What is the Maisha Collective? Why is it important for women and girls with disabilities?
The Maisha Collective is a project of Heshima Kenya that I helped found. It is a leadership and business management program for teaching girls to learn tailoring and tie-dying skills. Many of the girls who are there also have disabilities. During the time I was there, I trained three or four girls. Today, there are 20-25 young women and girls who have learned this skill. The Maisha Collective is very important for women and girls with disabilities so they can earn and save money on their own. If they have a trade, they will always be able to survive. Nobody will be able to turn them away.
When did you resettle in the United States and why did you pick Minneapolis as your new home?
I came to the United States in 2010. First I lived in North Dakota, but there were not many Somalis so I was not happy there. Soon after, I moved to Minneapolis where many Somalis live. I believe that Minneapolis is the home of most of the Somalis in the United States. Here you can learn English, you can get a job and there are good schools for your children. In Minneapolis, I am surrounded by my own people.

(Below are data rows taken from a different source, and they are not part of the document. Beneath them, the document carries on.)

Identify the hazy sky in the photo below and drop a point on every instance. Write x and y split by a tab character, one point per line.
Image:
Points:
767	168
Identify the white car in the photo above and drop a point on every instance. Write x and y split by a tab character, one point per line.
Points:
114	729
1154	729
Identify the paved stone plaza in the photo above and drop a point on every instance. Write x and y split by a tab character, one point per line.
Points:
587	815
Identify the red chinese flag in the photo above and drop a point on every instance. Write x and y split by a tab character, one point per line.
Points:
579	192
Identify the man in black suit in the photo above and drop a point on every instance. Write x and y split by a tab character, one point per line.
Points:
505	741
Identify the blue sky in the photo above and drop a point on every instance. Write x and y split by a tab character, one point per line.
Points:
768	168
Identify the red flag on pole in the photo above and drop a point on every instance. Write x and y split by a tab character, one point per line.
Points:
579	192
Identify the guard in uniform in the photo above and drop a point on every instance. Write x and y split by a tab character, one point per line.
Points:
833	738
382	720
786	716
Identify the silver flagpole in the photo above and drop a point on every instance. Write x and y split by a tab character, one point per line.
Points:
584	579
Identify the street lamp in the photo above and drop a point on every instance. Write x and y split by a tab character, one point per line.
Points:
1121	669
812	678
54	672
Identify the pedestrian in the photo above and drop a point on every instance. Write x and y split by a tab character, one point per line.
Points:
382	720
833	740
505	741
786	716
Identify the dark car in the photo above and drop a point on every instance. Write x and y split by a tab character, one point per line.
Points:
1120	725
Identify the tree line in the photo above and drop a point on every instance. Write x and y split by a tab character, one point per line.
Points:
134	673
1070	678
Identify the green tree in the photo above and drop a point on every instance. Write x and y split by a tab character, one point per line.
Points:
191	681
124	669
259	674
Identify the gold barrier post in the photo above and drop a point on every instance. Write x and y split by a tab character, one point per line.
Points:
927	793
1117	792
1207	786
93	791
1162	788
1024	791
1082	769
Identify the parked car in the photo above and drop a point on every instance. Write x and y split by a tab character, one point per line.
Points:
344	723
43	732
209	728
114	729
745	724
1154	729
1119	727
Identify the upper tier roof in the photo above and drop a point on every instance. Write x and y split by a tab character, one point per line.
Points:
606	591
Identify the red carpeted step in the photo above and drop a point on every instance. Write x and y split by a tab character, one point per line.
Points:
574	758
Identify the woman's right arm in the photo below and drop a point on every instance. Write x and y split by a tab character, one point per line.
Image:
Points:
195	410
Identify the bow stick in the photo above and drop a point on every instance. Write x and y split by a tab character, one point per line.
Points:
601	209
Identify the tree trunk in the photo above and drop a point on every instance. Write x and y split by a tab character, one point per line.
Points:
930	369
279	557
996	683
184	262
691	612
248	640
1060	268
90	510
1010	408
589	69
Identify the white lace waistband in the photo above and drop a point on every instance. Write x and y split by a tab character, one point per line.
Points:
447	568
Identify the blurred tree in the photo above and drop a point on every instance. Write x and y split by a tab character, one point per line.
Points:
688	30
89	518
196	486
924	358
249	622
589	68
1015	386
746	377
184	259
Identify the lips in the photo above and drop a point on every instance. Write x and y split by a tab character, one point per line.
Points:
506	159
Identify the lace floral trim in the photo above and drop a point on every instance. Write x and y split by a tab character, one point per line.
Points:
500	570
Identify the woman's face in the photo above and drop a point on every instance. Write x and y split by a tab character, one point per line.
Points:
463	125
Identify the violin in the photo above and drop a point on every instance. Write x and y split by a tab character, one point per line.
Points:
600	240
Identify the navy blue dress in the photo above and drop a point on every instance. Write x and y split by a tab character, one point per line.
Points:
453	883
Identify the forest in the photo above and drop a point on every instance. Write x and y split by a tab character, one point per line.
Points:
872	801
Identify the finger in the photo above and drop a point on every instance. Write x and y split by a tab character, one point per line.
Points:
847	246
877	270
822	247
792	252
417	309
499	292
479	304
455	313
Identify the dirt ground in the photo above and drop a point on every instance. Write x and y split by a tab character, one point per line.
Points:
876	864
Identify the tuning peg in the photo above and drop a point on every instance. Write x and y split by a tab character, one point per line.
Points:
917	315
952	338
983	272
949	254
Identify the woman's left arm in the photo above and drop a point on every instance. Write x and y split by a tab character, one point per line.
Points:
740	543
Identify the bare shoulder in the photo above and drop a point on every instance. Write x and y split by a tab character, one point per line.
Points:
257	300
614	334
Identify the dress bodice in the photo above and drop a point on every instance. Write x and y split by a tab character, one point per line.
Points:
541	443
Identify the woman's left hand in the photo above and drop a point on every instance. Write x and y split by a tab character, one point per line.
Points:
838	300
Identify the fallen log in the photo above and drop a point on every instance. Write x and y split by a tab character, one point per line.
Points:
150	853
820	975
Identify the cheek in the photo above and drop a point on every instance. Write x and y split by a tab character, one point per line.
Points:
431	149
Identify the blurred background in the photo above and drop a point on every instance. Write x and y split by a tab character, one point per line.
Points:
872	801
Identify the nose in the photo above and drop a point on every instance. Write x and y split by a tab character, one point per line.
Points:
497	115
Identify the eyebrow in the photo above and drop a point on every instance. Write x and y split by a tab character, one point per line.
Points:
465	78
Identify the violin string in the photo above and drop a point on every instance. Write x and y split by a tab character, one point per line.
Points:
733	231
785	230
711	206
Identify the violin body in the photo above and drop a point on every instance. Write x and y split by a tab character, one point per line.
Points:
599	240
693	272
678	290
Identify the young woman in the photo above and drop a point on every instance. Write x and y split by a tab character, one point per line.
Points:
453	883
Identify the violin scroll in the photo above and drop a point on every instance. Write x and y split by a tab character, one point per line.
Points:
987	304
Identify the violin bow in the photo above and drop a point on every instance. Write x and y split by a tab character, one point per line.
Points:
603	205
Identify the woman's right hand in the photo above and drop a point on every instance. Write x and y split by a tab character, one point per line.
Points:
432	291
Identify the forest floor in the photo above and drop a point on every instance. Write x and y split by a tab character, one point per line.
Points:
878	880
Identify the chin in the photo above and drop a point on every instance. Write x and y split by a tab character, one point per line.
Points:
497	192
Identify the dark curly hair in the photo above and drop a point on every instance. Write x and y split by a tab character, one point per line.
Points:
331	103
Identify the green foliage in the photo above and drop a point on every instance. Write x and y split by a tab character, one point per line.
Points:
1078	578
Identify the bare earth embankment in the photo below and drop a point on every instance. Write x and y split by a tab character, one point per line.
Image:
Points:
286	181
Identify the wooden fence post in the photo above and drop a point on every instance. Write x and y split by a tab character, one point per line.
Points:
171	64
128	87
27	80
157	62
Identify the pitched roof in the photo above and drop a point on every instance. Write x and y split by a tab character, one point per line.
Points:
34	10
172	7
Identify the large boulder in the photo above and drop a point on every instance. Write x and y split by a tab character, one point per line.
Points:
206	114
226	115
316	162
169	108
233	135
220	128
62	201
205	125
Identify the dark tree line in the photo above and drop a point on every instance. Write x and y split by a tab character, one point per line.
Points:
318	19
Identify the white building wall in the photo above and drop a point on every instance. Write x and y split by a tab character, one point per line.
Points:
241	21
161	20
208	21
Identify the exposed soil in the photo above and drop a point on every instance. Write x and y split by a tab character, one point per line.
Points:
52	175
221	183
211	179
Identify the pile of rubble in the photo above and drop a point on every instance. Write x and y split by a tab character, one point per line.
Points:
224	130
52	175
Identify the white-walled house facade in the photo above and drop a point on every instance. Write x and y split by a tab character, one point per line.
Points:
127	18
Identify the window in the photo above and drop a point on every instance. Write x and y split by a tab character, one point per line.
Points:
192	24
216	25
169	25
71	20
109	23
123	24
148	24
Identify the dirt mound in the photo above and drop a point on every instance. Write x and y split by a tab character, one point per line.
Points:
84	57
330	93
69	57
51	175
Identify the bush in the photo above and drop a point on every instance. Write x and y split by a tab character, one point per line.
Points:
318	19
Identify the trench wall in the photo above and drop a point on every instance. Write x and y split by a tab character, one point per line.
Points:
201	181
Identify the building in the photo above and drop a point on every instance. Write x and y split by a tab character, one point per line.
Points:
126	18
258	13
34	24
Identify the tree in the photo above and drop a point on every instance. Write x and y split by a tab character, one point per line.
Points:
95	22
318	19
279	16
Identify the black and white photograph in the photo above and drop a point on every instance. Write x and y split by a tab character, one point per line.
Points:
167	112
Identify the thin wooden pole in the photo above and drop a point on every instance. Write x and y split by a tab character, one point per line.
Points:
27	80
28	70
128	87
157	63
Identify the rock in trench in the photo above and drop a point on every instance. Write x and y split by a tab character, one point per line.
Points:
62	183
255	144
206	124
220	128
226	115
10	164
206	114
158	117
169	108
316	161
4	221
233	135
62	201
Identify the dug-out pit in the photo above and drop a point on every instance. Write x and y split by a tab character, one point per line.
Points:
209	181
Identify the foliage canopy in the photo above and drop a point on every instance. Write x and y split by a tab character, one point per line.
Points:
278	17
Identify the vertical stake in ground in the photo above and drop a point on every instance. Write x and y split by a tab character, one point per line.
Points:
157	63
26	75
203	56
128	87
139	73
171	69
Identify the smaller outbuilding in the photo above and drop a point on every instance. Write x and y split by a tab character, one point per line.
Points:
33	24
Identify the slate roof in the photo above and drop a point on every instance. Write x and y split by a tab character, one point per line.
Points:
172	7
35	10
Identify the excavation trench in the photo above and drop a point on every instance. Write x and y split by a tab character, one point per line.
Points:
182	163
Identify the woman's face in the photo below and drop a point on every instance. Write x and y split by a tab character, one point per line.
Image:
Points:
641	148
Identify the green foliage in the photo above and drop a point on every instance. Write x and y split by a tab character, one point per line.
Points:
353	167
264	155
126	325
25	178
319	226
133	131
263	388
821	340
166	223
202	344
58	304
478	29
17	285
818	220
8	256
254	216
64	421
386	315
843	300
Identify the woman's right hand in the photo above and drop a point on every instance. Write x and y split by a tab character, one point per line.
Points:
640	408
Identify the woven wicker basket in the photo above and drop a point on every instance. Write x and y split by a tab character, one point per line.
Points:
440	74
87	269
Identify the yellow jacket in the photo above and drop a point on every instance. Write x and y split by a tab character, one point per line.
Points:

What advice would you give to other women and girls with disabilities?
I would tell them to get an education and learn a trade so they can earn money on their own. If you have gone to school or you have learned a trade, you will have respect. This respect will give you more confidence. You can become a leader and you will have credibility. If you can work, you will never be without a place to sleep, food to eat or water to drink.
What hopes do you have for Somalia now that there is a democratically elected Somali president for the first time in a generation?
Somalia is still at war after more than 20 years. The country has been at war my whole life. But when our new president was elected in 2012 we were all very happy and excited. We hope now there can finally be peace. Many Somalis are waiting for peace so that they can finally return home.
What are your goals for the future?
Right now I have everything I could ever want. A large community that shares my culture and my religion surrounds me. I am working hard to learn English. I have a husband, my first child on the way, a home and a skill I can use to earn money. In the future, I hope to finally get a leg that works. I hope to become better known in the United States and around the world for my designs.
We will be honoring Dahabo at this year's Voices of Courage Awards Luncheon in New York City on May 2. Our annual luncheon helps us raise funds to improve the lives and protect the rights of refugee women and children around the world.